After running AutoML, the models are displayed in the Leaderboard. The best model is at the top of the list. I can’t show the best model automatically in the example, because the names of the models change with every run. You have to select it yourself.

The model shows different graphics like Logloss, Training and Validation Metrics and also the model parameters, which were used to train the model.

LogLoss Graph

The graphics shows the LogLoss.

Run AutoML yourself

To create an AutoML model yourself you have to enter runAutoML as a command and execute it. A widget opens and you can specify the parameters. These are the training data and validation data, the models to be used and the maximum runtime a model may need. Depending on the data you can exclude particular columns. With Build Models H2O Flow creates the command with the parameters, which you then execute. After a certain time you will get the models.

Java example

When you view a trained model in H2O Flow, you also have the option to download the POJO, Model Deployment Package (MOJO) and Gen Model. These can be integrated into a Java application.

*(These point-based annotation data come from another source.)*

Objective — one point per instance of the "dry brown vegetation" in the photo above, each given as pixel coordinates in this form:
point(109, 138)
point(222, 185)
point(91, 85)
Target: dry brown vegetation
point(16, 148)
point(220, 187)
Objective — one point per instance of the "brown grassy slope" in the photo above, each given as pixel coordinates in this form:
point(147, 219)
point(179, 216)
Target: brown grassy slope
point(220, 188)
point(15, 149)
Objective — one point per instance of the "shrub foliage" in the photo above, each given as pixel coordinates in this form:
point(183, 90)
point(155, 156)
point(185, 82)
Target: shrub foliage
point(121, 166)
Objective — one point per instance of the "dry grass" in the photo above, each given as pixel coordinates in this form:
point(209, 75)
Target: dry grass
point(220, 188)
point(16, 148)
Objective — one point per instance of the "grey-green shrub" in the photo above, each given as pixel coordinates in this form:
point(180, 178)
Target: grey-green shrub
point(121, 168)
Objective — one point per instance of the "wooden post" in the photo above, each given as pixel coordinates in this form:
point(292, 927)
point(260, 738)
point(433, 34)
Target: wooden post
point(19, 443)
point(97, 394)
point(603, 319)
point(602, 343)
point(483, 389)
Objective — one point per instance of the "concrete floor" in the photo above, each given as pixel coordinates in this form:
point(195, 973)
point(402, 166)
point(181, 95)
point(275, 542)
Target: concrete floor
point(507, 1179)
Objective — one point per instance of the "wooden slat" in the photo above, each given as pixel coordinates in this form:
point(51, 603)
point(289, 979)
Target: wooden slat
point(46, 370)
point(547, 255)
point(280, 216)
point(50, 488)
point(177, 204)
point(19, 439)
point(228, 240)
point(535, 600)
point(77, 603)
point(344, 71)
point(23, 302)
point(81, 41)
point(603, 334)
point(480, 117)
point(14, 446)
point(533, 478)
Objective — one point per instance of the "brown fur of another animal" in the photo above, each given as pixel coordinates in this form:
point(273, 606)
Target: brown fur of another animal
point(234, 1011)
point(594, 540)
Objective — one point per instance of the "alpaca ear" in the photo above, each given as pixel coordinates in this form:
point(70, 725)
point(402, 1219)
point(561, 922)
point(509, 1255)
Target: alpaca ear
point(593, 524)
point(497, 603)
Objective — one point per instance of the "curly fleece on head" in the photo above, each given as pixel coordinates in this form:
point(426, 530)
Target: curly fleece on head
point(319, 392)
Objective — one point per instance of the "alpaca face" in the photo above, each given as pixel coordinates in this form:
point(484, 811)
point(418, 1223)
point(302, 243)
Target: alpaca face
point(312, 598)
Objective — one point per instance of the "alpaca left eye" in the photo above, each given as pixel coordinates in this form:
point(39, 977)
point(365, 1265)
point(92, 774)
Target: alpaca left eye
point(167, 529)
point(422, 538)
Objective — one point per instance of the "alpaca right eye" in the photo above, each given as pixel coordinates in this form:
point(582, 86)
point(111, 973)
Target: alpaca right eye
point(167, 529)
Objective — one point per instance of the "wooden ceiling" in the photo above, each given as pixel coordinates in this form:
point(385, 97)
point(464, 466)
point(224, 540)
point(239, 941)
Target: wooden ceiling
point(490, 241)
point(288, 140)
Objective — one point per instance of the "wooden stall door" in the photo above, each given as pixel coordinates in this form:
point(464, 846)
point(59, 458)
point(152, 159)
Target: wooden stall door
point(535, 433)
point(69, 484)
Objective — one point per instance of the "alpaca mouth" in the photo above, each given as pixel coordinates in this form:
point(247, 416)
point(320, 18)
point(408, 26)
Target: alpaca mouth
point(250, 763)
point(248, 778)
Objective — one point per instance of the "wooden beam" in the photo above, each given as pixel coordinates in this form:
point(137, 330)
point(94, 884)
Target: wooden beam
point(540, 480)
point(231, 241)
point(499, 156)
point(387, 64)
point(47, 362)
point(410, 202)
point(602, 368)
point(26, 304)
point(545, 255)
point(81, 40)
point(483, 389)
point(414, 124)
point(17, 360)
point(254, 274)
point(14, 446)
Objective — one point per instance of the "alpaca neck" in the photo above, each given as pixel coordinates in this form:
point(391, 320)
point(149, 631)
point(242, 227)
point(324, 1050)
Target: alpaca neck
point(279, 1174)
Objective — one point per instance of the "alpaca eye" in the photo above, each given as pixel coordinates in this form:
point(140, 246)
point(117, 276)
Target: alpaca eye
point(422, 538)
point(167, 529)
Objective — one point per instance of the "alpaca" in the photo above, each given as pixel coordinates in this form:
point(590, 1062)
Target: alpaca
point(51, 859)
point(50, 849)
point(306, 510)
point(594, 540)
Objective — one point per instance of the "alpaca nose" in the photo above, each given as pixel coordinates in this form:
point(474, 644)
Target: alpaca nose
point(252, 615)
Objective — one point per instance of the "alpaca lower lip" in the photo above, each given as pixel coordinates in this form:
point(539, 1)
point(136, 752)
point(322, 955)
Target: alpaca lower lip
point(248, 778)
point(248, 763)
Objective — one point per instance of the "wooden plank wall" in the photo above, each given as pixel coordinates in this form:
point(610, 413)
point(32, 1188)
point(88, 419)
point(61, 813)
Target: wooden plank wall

I did this for a trained model and uploaded the corresponding project to Github: choas/h2o-titanic/predict-java

EasyPredictModelWrapper model_orig = new EasyPredictModelWrapper(
  MojoModel.load(
    "src/main/resources/XGBoost_grid__1_AutoML_20200212_210321_model_3.zip"
  ));

I have created a Gradle project for this. The app.java provides the data for the prediction and executes it. The App class reads the MOJO file when creating the EasyPredictModelWrapper instance. The MOJO file can be found as a zip file in the main/resources directory. In the libs directory you will also find the H2O library as a jar file.

RowData rowTest896 = new RowData();
rowTest896.put("Pclass", "3");
rowTest896.put("Sex", "female");
rowTest896.put("Age", "22.0");
rowTest896.put("SibSp", "1");
rowTest896.put("Parch", "1");
rowTest896.put("Fare", "12.2875");
rowTest896.put("Embarked", "S");

Afterwards the values are defined, which are then passed to the Prediction. The printProbabilities method executes the prediction and if the result is greater than 0.5, true is printed for survived prediction.

ID 896  
0.3737413287162781, 0.6262586712837219
survived? true

Summary

Driverless AI provides an overview of H2O AutoML. H2O Flow uses AutoML to create numerous models. It is also possible to adjust data. H2O Flow gives an idea how a model can be created. The model can be exported as Java library.

Next

What’s next? H2O is also available for Python, R, Scala and Java. In the next blog post I will use H2O with Python.